Another less active but equally important feature I’ve been getting a lot of use out of in these stressful times is the Breathe app. It might be my imagination, but my watch seems to sense when my feelings of anxiety or stress might be slightly heightened and has often vibrated with “don’t forget to breathe” at a crucial moment.
One thing to note is that you definitely do need to charge an Apple Watch every night, as the battery life only lasts a day if you're wearing and using it frequently. That caught me out a couple of times when I treated it like a new iPhone at first, which seem to have everlasting batteries.
Regardless, having used it for a while now I’ve come to realise the real charm of the Apple Watch lies in its ability to offer something unique to each user.
Whether you’re a driven exercise fan, or are just after a more holistic way to support awareness of your body, it can be a helpful tool to aid you in your journey to whatever your goal may be.
Heading to Byron Bay? Here are five things you can check out:
Do: Book a surfing or stand up paddle-boarding class with Let’s Go Surfing
The surf education initiative has four locations in Australia, including Byron Bay, and you can book in for a private lesson or a group session.
Stay: Crystalbrook Byron at Byron
Situated within 45-acres of subtropical rainforest, the Byron at Byron offers a luxury experience in the middle of nature.
Eat: Three Blue Ducks at The Farm
Get a full The Simple Life experience at iconic Byron Bay location The Farm with a stroll around the grounds.

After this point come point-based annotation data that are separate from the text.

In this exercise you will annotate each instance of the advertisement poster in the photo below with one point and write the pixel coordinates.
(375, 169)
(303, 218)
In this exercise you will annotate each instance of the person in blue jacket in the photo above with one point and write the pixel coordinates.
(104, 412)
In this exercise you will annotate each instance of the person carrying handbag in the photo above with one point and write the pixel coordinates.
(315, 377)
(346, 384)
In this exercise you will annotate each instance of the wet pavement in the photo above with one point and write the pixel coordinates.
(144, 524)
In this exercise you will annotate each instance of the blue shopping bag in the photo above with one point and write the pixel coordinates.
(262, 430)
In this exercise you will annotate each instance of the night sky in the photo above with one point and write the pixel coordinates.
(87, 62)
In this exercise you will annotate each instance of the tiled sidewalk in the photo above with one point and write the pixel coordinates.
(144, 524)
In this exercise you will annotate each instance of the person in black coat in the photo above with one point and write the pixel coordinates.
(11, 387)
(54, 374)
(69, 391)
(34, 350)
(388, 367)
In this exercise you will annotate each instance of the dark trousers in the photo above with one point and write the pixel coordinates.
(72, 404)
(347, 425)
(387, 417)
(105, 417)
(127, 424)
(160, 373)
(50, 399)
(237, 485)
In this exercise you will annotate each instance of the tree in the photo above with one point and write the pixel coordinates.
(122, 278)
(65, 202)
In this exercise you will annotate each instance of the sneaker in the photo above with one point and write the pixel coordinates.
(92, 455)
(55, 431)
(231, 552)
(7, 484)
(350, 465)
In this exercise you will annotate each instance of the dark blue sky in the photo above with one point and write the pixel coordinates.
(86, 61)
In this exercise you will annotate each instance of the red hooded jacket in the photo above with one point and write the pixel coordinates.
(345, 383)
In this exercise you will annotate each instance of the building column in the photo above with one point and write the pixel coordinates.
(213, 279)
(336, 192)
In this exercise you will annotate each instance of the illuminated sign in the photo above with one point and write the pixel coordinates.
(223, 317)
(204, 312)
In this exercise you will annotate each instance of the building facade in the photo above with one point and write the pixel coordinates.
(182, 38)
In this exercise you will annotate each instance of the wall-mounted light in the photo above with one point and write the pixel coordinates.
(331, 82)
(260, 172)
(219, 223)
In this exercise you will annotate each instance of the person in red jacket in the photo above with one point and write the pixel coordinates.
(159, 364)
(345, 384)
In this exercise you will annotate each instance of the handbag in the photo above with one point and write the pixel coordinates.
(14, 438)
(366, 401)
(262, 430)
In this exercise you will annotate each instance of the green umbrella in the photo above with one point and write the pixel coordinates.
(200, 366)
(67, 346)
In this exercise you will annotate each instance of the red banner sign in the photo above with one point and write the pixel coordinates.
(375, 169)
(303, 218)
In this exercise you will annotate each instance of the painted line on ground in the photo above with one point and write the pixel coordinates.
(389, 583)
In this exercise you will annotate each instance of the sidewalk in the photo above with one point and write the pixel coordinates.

Visit the Highland cows, black pigs and chickens; gaze upon organic gardens and walk through a macadamia orchard, then sit down to enjoy a beautiful meal at Three Blue Ducks using The Farm's bountiful organic produce.
Go: Run (or walk!) up the Cape Byron lighthouse
No matter your fitness level, it's a beautiful route and the view from the top is worth the climb.
Try: Yoga with Tahl Rinksy
A class with yoga guru Tahl will leave you feeling relaxed and rejuvenated — she co-owns local studio Creature Yoga, and also teaches online for Chris Hemsworth's fitness platform Centr.